Masiwa – Quelles sont les dispositions que vous avez prises pour que l’échec de 2013 ne se répète plus en 2019 ?
Harmia Mmadi – Cette fois-ci, il y a eu une grande sensibilisation, nous essayons d’impliquer tout le monde dans le processus. Nous avons commencé par effleurer le gouvernement en particulier madame la gouverneure qui a inclus tous les personnels soignants de l’île. Ensuite les chefs des villages, les préfets, les maires, les ulémas (imams des grandes mosquées de toute l’île), les chefs des quartiers ainsi que les célébrités, notamment les hommes politiques, les artistes, les hommes d’affaires, les entrepreneurs et les associations. Nous maximisons l’échange en nous appuyant sur la presse écrite, la télévision, la radio et les réseaux sociaux. Nous utilisons également des affiches, des banderoles éparpillées sur toute l’île. Nous essayons d’avoir d’autres options pour que le maximum de la population reçoive le message. La population doit aussi être rassurée, car l’inquiétude a été parmi les raisons de l’échec du traitement de masse en 2013. Cette fois-ci nous essayons de rassurer la population en mettant en leur disposition une prise en charge en cas d’effets secondaires. Nous ne lâcherons pas les personnes, nous les accompagnerons durant le processus. Ce qui veut dire que le patient qui représentera des effets secondaires peut se présenter dans nos structures sanitaires, on s’occupera de son cas. Pour ceux qui vivent à Moroni, ils peuvent se présenter au CMI Mbouéni ou se rendre directement à l’hôpital Elmarouf
Masiwa – Quels sont les effets secondaires possibles ?

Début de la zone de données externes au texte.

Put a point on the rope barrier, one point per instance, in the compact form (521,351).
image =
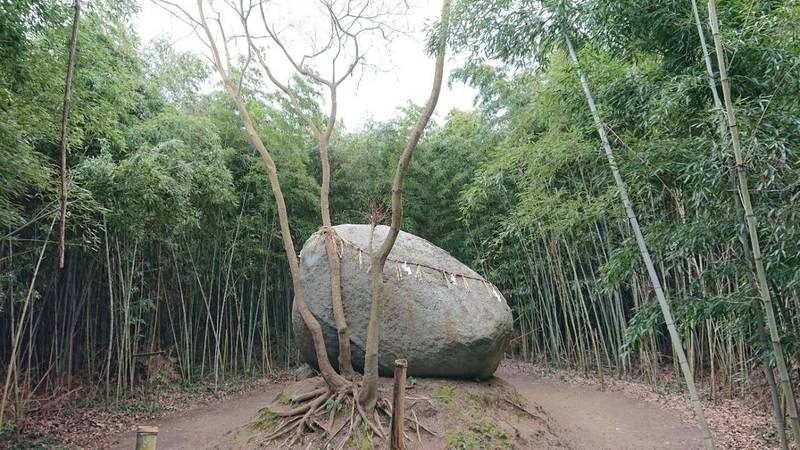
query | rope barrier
(450,278)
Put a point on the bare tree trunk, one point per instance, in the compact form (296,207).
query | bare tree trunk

Harmia Mmadi – Effectivement 3 à 5% de ceux qui prennent les médicaments peuvent présenter des effets secondaires après avoir pris le traitement. Chez certaines personnes, ce traitement peut développer des maux de tête temporaire, des vomissements, certains auront la peau qui gratte, ce traitement peu également provoqué de la fatigue voire de la somnolence. Mais ces symptômes sont temporaires, il n’y a aucun risque fatal sauf pour les enfants de moins trois mois et pour les femmes enceintes
Masiwa – Un dernier mot ?
Harmia Mmadi – Je souhaite que chacun de nous se sente concerné par la question. Le fait d’en parler et d’expliquer aux gens partout où nous serons peut s’avérer avantageux. Il est impératif que chacun de nous perçoive ceci comme une seconde chance de rectifier l’erreur commise autre fois et saisir cette occasion de nous aider à éradiquer complètement le paludisme dans l’île comme l’ont fait les habitants des autres îles autres fois. Le pays est sur le point de franchir une nouvelle ligne qu’on l’appelle clairement émergence. On ne peut pas parler d’émergence d’un pays en présence du paludisme.